Das Jüdische Logbuch 09. Aug 2019

Die letzte Ruhe ohne Grab

Jerusalem, Juli 2019. Avner Shalev sitzt ruhig in seinem Sessel. Es ist ein Gespräch über Erinnerungskultur, Aufklärungs- und Bildungsarbeit in Schulen zum Thema Schoah ausserhalb der sogenannten westlichen Welt. Er hört zu, analysiert rasch und sucht nach Wegen für Programme. Shalev leitet die Holocaust-Gedenkstätte Yad Vashem seit 1993. Er hat sie zu einer unabhängigen eigenständigen Institution etabliert. Unabhängig auch von der Politik, wenngleich der Gedenkstätte gerade in den letzten Monaten vorgeworfen wird, dass antidemokratische und teils antisemitische Politiker kritiklos empfangen oder sogar hofiert werden. Shalev diente als Brigadegeneral und Offizier in der israelischen Armee in vier Kriegen.

Es ist Ende Juli. Es sind vor allem IDF-Einheiten, die an diesem Vormittag die Gedenkstätte besuchen. Meist in Verbindung mit dem Soldatenfriedhof in unmittelbarer Nähe. Shalev hat sich von der Politik und Politikern freigehalten. Und doch wusste er stets pragmatisch damit umzugehen und trotzdem die Unabhängigkeit zu wahren. Wer für diese in Zukunft stehen wird, bleibt ungewiss. Im Herbst wird Avner Shalev als Vorsitzender von Yad Vashem abtreten. Seine Nachfolgerin und oder sein Nachfolger wird durch die neue Regierung beziehungsweise den neuen Erziehungsminister im Nachgang zu den vorgezogenen Neuwahlen von September bestimmt werden. Die Befürchtung ist gross, dass Yad Vashem zum Politikum wird oder gemacht werden könnte, wie bereits in den letzten Jahren unter dem im Frühjahr abgewählten Erziehungsminister Naftali Bennett zunehmend politischen Einfluss auf Schulbücher und Unterricht genommen wurde.

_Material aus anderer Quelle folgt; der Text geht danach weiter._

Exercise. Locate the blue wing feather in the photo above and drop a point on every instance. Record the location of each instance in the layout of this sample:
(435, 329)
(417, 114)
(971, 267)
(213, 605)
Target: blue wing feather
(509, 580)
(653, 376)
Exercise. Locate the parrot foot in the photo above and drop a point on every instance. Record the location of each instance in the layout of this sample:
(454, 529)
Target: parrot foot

Die Schoah würde nicht zum ersten Mal instrumentalisiert, wie schon früh die unter anderem die israelische Professorin Idith Zertal in mehreren Büchern und unter anderem «Israel's Holocaust and the Politics of Nationhood» aufzeigte.

Die Sonne steht Senkrecht. Es ist Mittagszeit. Ein leichter warmer Wind rauscht durch die Bäume. Es ist eine unwirkliche Welt. Im Schatten sitzen Menschen, sprechen kaum. In diesen Tagen der drei Trauerwochen zwischen den Fasttagen 17. Tammus und 9. Aw (der am kommenden Sonntag begangen wird, siehe Standpunkt S. 5) besuchen viele Familien Yad Vashem, die der ermordeten Verwandten im Holocaust gedenken. Yad Vashem ist für viele eine Art Familienheimat des Gedenkens an Menschen geworden, die in Europa kein Grab, keinen Grabstein bekommen und nie die letzte Ruhe gefunden haben.

Yves Kugelmann ist Chefredaktor der JM Jüdischen Medien AG.